L'unique film de Charles Laughton laisse au spectateur figé une avalanche de sentiments contradictoires à l'issue d'un final incertain.
La première scène de monologue entre Harry Powell, aka le Prêtre psychopathe et corrompu (ou tout simplement Le Chasseur), et Dieu ne laisse aucune ambiguité quand aux intentions du premier à l'égard des pauvres âmes en peine que l'on verra errer pendant plus d'une heure et demi dans une Amérique dévastée par la crise économique de 1929. En effet, dans cette Virginie Occidentale délabrée qui rappelle certains passages des Raisins de la Colère, les habitants présentent les attributs psychologiques des miséreux : foi irrationnelle frisant le fanatisme - la vieille femme du village-, la dépendance la plus basse, -l'oncle alcoolique-, et la folie collective, -la scène finale de tentative de lynchage de la foule sur Harry Powell-. En fait, l'ensemble des personnages, interagissant de près ou de loin avec les protagonistes, sont de facto irrésistiblement attirés par le charisme démoniaque de Robert Mitchum. Ce dernier, qui incarne ici de manière splendide le personnage du Mal Absolu dans tout ce qu'il a de plus protestant : fourbe, manipulateur, assassin, le révérend utilise l'attrait mystique de la religion pour mieux abuser ses futures victimes, des veuves, afin de leur soutirer un maximum d'argent avant de les assassiner. La scène symbolique où il présente ses deux mains, tatouees AMOUR et HAINE, -LOVE et HATE- aux deux enfants interloqués, en est la plus subtile expression.

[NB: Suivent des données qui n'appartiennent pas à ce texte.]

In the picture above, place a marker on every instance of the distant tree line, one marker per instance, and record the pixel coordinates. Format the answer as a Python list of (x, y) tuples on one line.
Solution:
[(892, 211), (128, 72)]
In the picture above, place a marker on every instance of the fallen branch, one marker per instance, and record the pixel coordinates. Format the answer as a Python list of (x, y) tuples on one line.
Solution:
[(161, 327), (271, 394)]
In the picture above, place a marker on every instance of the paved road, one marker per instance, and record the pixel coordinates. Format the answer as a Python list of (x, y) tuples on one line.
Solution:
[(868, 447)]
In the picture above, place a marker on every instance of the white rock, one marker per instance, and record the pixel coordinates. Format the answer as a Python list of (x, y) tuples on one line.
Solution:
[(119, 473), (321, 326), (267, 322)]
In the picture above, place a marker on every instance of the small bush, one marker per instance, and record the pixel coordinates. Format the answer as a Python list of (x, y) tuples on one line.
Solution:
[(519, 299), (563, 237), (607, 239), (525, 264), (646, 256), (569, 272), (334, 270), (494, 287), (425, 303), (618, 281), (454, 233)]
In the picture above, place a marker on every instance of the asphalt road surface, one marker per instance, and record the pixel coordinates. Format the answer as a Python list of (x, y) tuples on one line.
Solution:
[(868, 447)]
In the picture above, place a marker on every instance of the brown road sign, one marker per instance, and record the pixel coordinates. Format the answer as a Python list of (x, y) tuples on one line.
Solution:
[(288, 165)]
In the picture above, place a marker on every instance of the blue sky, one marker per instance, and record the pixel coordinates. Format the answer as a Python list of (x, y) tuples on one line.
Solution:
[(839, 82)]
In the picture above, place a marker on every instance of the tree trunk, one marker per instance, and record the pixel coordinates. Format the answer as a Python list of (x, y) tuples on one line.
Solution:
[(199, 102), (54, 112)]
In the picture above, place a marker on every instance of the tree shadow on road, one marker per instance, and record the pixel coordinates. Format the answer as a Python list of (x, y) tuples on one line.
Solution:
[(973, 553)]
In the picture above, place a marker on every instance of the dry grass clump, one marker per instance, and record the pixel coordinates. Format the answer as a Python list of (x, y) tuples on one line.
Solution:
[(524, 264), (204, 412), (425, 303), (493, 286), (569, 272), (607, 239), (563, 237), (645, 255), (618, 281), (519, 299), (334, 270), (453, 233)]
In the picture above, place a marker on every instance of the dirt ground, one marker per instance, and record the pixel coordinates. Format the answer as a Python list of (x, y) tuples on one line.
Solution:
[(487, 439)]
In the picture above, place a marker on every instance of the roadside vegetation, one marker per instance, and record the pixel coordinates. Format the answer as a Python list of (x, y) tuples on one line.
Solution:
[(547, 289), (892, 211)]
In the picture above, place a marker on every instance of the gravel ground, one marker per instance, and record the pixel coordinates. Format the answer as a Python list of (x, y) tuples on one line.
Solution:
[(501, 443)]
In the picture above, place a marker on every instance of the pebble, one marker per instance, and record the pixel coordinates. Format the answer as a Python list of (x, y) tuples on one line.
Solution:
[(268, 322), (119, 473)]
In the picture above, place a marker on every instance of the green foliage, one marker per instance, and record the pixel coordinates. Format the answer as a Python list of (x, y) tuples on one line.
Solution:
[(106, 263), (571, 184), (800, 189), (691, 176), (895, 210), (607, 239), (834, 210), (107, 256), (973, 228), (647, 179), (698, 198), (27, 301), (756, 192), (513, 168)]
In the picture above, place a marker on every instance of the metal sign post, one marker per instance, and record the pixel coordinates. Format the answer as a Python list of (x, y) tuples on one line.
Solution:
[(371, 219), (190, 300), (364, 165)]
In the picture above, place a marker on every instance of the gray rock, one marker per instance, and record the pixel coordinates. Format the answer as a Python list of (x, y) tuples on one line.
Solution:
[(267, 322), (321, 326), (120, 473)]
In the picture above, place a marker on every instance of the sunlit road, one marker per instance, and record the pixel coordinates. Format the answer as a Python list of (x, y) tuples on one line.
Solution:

Mais ce n'est seulement qu'après avoir étalé pendant une bonne demi heure toute la démesure démoniaque de l'anti héros aux yeux du spectateur, que Charles Laughton dévie habilement la trame et le point de vue de son oeuvre, pour finalement l'inverser complètement. Alors que Harry Powell s'est marié à la veuve de l'un de ses anciens compagnons de cellule, Ben Harper, le spectateur est invité à considérer l'histoire du point de vue des deux enfants de Mme Harper : John et Pearl. La fuite de ces derniers dans la campagne pour échapper au Grand Méchant est une séquence mémorable qui m'a rappelé certaines scènes du "Dead Man", de Jim Jarmusch : un voyage onirique dans une nature virginale pure de toute intervention humaine, comme les esprits des deux jeunes fugitifs. Le tout est filmé avec une candeur rafraichissante. Cette parenthèse poétique constitue certainement l'apogée du film. La poursuite dans la nuit, ponctuée du chant religieux glaçant et redondant du révérend "Leaning on the Everlasting Arms", prend fin lorsque les enfants trouvent refuge chez Rachel Cooper, une vieille femme dont la maison devient leur sanctuaire sacré. Mme Cooper représente clairement le Bien, et, se posant comme personnage d'Honnêteté, de Compassion et de Miséricorde (elle accueille des orphelins), incarne le rempart ultime contre la perfidie du révérend imposteur. Veillant l'arme à la main en pleine nuit contre l'intrusion de Harry Powell, elle conjure définitivement l'emprise néfaste de ce dernier en opposant au chant corrompu sa propre version restaurée et sacrée du chant religieux. L'équilibre est ainsi symboliquement rétabli en une ultime scène fortement empreinte de mysticisme, comparativement semblable à d'autres oeuvres allégoriques, comme "Saint Michel terrassant le Dragon". En effet, tout comme à l'issue de la lutte, le dragon est précipité sur Terre, Harry Powell est finalement battu, et, dépouillé de son charisme infernal, est remis aux mains de la justice humaine. Cette dernière, aussi grossière que la folie ordinaire des habitants pauvres qui la composent, ferme le film comme il a commencé. Seule la montre remise comme cadeau au jeune garçon Will incarne symboliquement l'espoir d'une rationalité regénérée.
Le spectateur, lui, restera marqué par cette sublime scène des enfants voguant dans la nuit, sur la barque dominée par les étoiles scintillantes, ainsi que par la magistrale réalisation, poétique sans être irréaliste, rude sans être apitoyante, et touchante sans être mièvre.